Claire Fuller wins debut-novel Desmond Elliott Prize
Our Endless Numbered Days by Claire Fuller has won this year's Desmond Elliott Prize for first novels.
The story, about a father who keeps his daughter captive in the wilderness, under the pretence they are the last people alive on Earth, was described by judges as "shocking and subtle".
The shortlist also featured Elizabeth is Missing by Emma Healey and A Song for Issy Bradley by Carys Bray.
Fuller was awarded a cheque for £10,000 along with the prize.
Louise Doughty, who chaired the judging panel, said: "Our Endless Numbered Days is both shocking and subtle, brilliant and beautiful, a poised and elegant work that recalls the early work of Ian McEwan in the delicacy of its prose and the way that this is combined with some very dark undertones."
Presenting the award, she called for UK publishers to offer support for debut novelists, far beyond their first books.

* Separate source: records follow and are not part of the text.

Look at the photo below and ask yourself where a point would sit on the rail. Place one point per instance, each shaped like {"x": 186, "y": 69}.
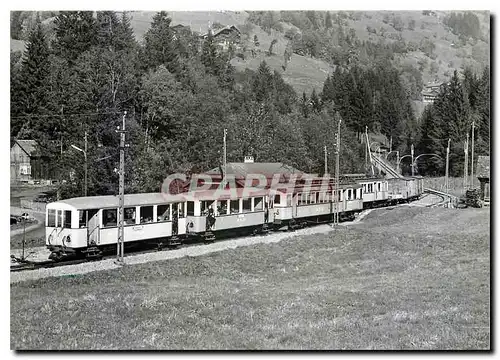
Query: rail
{"x": 447, "y": 199}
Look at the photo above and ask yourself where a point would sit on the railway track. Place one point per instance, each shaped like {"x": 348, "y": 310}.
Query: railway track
{"x": 445, "y": 198}
{"x": 36, "y": 265}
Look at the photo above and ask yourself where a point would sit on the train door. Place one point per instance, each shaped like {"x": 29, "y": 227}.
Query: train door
{"x": 93, "y": 229}
{"x": 181, "y": 217}
{"x": 270, "y": 209}
{"x": 295, "y": 200}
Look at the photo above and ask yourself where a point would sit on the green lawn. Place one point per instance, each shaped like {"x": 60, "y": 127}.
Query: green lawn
{"x": 408, "y": 278}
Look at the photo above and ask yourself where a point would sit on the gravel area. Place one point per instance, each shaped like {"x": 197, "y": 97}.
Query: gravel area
{"x": 83, "y": 268}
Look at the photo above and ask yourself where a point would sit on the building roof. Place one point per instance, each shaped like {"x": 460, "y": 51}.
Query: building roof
{"x": 224, "y": 29}
{"x": 241, "y": 170}
{"x": 28, "y": 146}
{"x": 483, "y": 167}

She said: "Ian Rankin and Hilary Mantel both wrote for years before making the big time with sales.
"Ian Rankin famously succeeded with his seventh novel - and Hilary Mantel wrote brilliant, strange and wonderful books time and time again before Wolf Hall, her 10th.

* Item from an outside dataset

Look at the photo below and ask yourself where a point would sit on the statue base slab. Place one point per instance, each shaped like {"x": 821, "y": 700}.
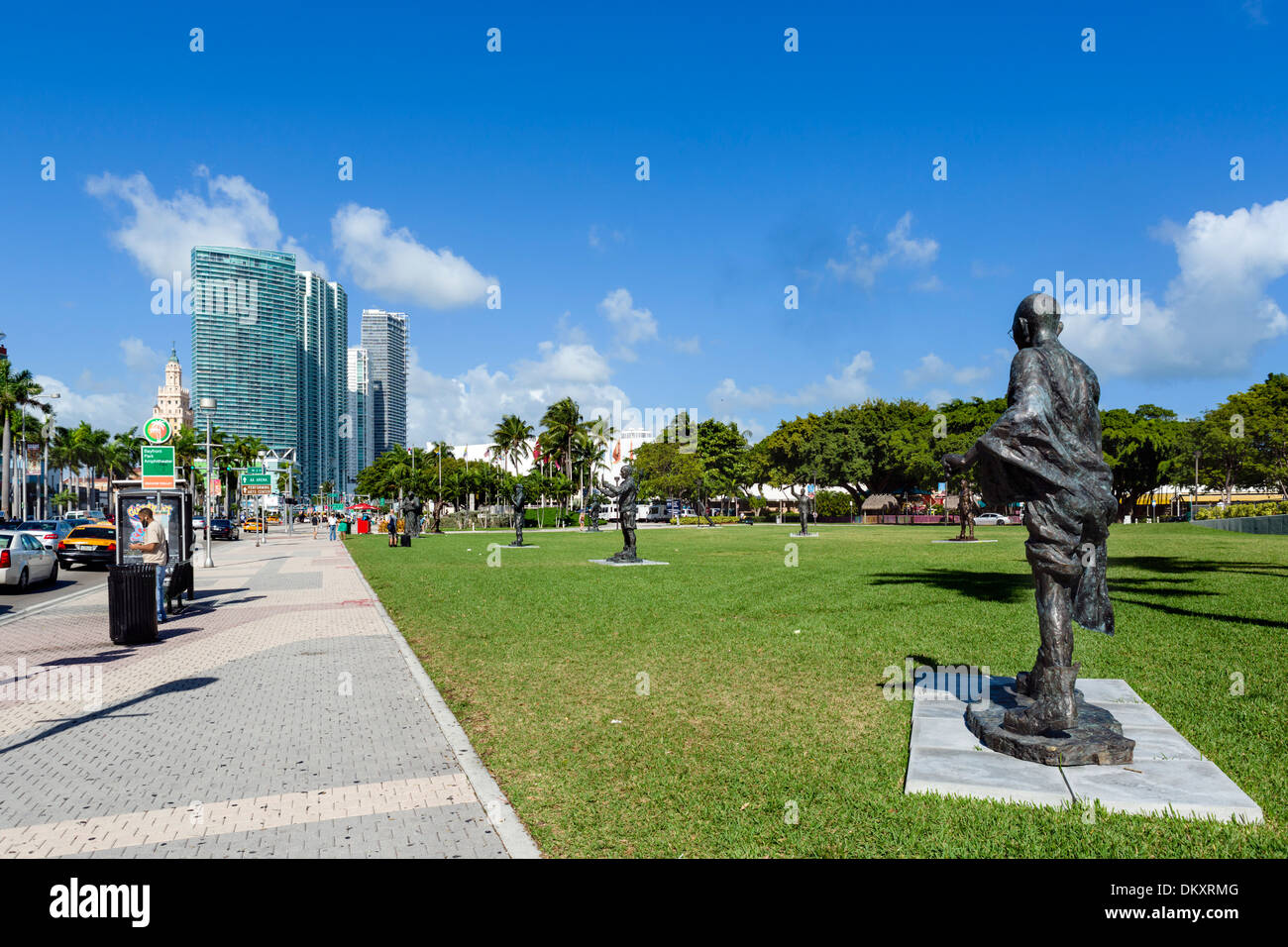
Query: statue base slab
{"x": 1096, "y": 738}
{"x": 1166, "y": 777}
{"x": 627, "y": 562}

"I call on the publishers of all the books on our wonderful shortlist to support these writers not only with their sparkling debuts but with their fourth, fifth, sixth novels.
"Short-termism in publishing is not only devastating for the authors who don't get the support they deserve, it's bad for business."
Fuller originally studied sculpture at Winchester School of Art before running her own marketing company for 23 years.
She began writing fiction in her 40s and belongs to a club of authors who have published their debut books in their 40s or later, called The Prime Writers.
The prize is presented in the name of the late publisher and literary agent Desmond Elliott.
Last year's winner was Eimear McBride for A Girl is a Half-formed Thing.